6. Geradezu naiv mutet es an, wenn der Bremer Bildungssenator die ausführlichere Befassung mit dem deutschen Nationalsozialismus anregt, um der Jugend vor Augen zu führen, "welches Leid durch die Machtübernahme von Rechtsradikalen entstanden sei" (FR,27.8.). Eine primär moralische Unterweisung, an der es in der Vergangenheit nicht gefehlt hat, birgt nämlich in sich die Gefahr einer begriffs- und kritiklosen Einschwörung auf die bestehenden politischen Verhältnisse, die angeblich alles "Leid" von den Menschen fernhalten. Dabei ist dem Wirken von Skinhead-Gruppen und jungen Nationaldemokraten der gegenteilige Befund zu entnehmen: Mit unschöner Regelmäßigkeit bringt die demokratisch-kapitalistische Gesellschaft diese brutale Variante von Nationalismus selbst hervor.

7. Auch eine Erklärung von Kollegen aus den Sozialwissenschaften (vgl. "Extremismusforscher" in der FR vom 23.8.) greift unseres Erachtens zu kurz. In ihr wird wieder nur dem NPD-Verbot das Wort geredet, bei den demokratischen Parteien eine "inhaltliche Auseinandersetzung mit rechtsextremistischer Programmatik" angemahnt und von der Regierung eine "Gleichstellungs- und Integrationspolitik" gegenüber Ausländern gefordert.
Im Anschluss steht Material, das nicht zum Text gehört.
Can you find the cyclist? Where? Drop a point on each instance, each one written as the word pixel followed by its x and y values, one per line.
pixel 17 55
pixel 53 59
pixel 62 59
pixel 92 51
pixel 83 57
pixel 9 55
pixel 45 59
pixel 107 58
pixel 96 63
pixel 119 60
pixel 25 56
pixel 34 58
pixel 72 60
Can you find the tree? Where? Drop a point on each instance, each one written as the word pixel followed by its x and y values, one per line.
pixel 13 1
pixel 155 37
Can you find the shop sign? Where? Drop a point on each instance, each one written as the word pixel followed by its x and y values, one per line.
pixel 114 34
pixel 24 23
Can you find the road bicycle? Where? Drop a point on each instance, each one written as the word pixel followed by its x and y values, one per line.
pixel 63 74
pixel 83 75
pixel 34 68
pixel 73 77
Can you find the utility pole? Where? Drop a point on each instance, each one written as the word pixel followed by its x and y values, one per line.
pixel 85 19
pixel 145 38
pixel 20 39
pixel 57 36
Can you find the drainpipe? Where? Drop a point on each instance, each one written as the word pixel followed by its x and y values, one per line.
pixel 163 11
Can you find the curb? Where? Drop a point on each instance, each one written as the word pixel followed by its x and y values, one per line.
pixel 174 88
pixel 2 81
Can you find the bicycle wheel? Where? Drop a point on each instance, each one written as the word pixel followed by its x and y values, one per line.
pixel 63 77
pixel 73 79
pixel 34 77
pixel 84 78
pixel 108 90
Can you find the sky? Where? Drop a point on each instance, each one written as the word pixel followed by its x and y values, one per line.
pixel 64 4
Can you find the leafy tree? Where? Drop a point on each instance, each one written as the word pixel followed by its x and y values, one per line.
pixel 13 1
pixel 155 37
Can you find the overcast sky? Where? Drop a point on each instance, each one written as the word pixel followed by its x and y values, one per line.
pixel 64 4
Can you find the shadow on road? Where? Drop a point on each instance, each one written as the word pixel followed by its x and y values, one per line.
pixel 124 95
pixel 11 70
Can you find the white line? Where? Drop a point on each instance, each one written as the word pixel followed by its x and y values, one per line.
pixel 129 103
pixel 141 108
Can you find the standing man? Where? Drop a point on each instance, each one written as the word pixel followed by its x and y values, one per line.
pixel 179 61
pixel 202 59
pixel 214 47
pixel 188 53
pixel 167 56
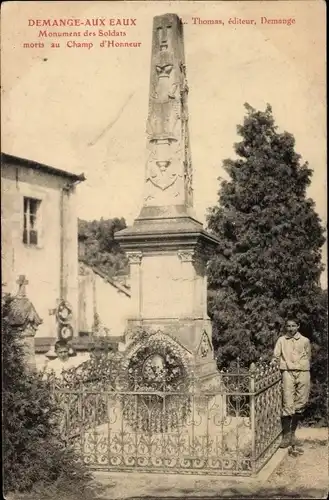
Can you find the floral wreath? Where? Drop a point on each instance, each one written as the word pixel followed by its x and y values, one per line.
pixel 156 371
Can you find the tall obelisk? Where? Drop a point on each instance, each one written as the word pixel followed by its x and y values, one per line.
pixel 166 246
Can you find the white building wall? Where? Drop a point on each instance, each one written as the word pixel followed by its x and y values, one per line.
pixel 41 264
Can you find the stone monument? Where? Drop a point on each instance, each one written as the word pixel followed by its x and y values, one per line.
pixel 23 318
pixel 167 246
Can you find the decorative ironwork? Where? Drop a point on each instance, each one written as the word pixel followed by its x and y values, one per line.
pixel 232 430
Zumindest hätten sich die "Extremismusforscher" die Frage stellen müssen, welche Sorte "inhaltlicher Auseinandersetzung" von demokratischen Parteien eigentlich zu erwarten ist, die sich geschlossen zum Prinzip "Null Toleranz" bekennen und dafür das staatliche Gewaltmonopol "in seiner ganzen Härte" einsetzen wollen. Außerdem stünde Gesellschaftswissenschaftlern die Überlegung gut zu Gesicht, ob die Aufforderung zur "Integration" der Ausländer in jene Gesellschaft angemessen ist, die sich - wie sie in ihrer Erklärung selbst vermerken - durch ein "beträchtliches rechtsextremistisches und fremdenfeindliches Einstellungspotential" auszeichnet.

*******

Die erste Konsequenz, die wir als Hochschullehrer aus unserer Kritik des Rechtsradikalismus und der politischen bzw. öffentlichen Kampagne gegen ihn ziehen, besteht darin, in den Lehrveranstaltungen des WS 2000/01 hinreichend Zeit zur Diskussion einzuräumen. Auch stehen wir für eine Erörterung der vorstehenden Thesen zur Verfügung. Wir erhoffen uns eine wissenschaftliche Debatte, die nicht zuletzt hinsichtlich der Frage nach den Ursachen und Zusammenhängen aller Spielarten von Nationalismus - des demokratischen sowie des rechtsradikalen bzw. neofaschistischen - Fortschritte bringt.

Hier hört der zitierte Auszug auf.